Apesar do progresso do Equador ao longo dos anos, Lenin Moreno não conseguiu vencer no primeiro turno e, em comparação com as eleições presidenciais de 2013, nas quais Rafael Correa obteve 57% dos votos no primeiro turno, o candidato da Revolução Cidadã perdeu 18 pontos. Como se isso não fosse suficiente, Lasso ganhou em algumas das províncias do país, em 5 das 6 províncias do leste, as províncias amazônicas e em 4 das 9 províncias da Serra, dividindo geograficamente em duas, enquanto Moreno ganhou em 13 províncias, toda a costa (exceto as Ilhas Galápagos). A vitória de Lasso está concentrada nas províncias menos povoadas e mais deprimidas do país e com um importante componente populacional indígena. Seria necessário considerar quais foram os erros no desenvolvimento de políticas públicas e os níveis de enfrentamento entre as organizações indígenas, tanto na Amazônia, onde houve conflitos com empresas extrativistas, quanto na Serra, onde o indígena Pachakutik tem peso e expressou sua rejeição ao governo.

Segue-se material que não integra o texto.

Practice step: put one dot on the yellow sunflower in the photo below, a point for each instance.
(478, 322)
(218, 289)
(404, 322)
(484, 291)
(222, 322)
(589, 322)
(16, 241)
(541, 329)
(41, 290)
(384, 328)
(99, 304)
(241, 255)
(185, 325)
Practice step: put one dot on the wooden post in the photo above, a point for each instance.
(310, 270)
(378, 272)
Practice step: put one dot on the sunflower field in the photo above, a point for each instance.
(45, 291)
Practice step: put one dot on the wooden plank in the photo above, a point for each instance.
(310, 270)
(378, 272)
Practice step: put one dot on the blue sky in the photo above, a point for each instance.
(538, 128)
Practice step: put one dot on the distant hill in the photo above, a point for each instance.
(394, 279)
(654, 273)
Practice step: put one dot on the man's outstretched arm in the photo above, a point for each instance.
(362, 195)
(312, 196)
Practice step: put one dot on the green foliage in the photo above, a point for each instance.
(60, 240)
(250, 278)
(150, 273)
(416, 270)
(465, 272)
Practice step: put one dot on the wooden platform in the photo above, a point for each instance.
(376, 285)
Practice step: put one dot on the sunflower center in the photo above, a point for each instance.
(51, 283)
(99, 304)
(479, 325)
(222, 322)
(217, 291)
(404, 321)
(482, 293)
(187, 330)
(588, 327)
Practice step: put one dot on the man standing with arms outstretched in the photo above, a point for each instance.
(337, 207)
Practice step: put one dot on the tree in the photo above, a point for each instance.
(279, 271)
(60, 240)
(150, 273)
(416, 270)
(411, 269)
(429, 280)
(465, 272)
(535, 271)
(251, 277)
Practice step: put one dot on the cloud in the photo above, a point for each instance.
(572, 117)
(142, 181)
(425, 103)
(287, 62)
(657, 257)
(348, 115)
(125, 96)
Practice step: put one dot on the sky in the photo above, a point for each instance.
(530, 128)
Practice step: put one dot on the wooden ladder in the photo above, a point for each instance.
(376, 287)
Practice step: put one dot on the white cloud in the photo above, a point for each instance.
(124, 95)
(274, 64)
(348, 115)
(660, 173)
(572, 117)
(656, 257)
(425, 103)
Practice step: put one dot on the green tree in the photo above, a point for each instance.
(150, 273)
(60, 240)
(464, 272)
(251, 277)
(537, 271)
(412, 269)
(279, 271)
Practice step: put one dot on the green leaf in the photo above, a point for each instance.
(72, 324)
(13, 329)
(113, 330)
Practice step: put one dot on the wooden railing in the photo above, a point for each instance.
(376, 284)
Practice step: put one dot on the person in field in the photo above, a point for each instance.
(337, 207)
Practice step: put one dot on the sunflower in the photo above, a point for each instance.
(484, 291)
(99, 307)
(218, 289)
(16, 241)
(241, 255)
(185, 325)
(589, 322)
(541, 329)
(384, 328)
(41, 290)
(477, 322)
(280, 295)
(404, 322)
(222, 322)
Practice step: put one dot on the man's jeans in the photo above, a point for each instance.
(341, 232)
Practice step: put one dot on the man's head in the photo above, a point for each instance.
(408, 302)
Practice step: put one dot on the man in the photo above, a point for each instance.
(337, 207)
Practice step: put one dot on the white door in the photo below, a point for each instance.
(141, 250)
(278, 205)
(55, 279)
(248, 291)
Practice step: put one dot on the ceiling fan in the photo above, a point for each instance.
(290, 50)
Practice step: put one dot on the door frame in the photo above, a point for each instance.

No outro extremo está o apoio a Moreno nas províncias mais populosas da Serra e da Costa, especialmente nas províncias atingidas pelo terremoto de abril de 2016, como Manabí, onde o apoio ultrapassou 53%.

Apesar desta importante vitória, as posições contra a Revolução Cidadã capitalizaram mais de 60% dos votos válidos. O governo tem perdido popularidade nos últimos anos em meio a dificuldades econômicas marcadas por uma queda no preço das commodities e pela valorização do dólar em relação às moedas dos países vizinhos. O governo de Rafael Correa também acusou um certo desgaste diante de certos grupos que exerceram sua influência como corporação sobre o Estado pela preservação dos privilégios e que entraram em clara luta com o governo no último período, como a polícia e os militares, pelo status especial de seus benefícios previdenciários. Finalmente, é possível mencionar uma má política de comunicação que provocou a falta de compreensão de demandas históricas, como a lei de herança e mais-valia, visando impor uma maior carga tributária sobre as maiores fortunas do Equador e que provocou protestos mesmo entre as camadas sociais humildes, vendo o governo retirar e qualificar projetos jurídicos.

Muito está em jogo no Equador e na América Latina nestas eleições. A continuidade de um modelo cujas conquistas em nível social têm sido espetaculares está em risco, entre muitas razões porque não conseguiu mudar o sujeito político e, consequentemente, a cidadania ainda propõe fortemente voltar aos modelos da década perdida. No caso em que a Revolução Cidadã consiga resistir depois desta nova batalha eleitoral, há muitos desafios que se apresentam se quiser resistir.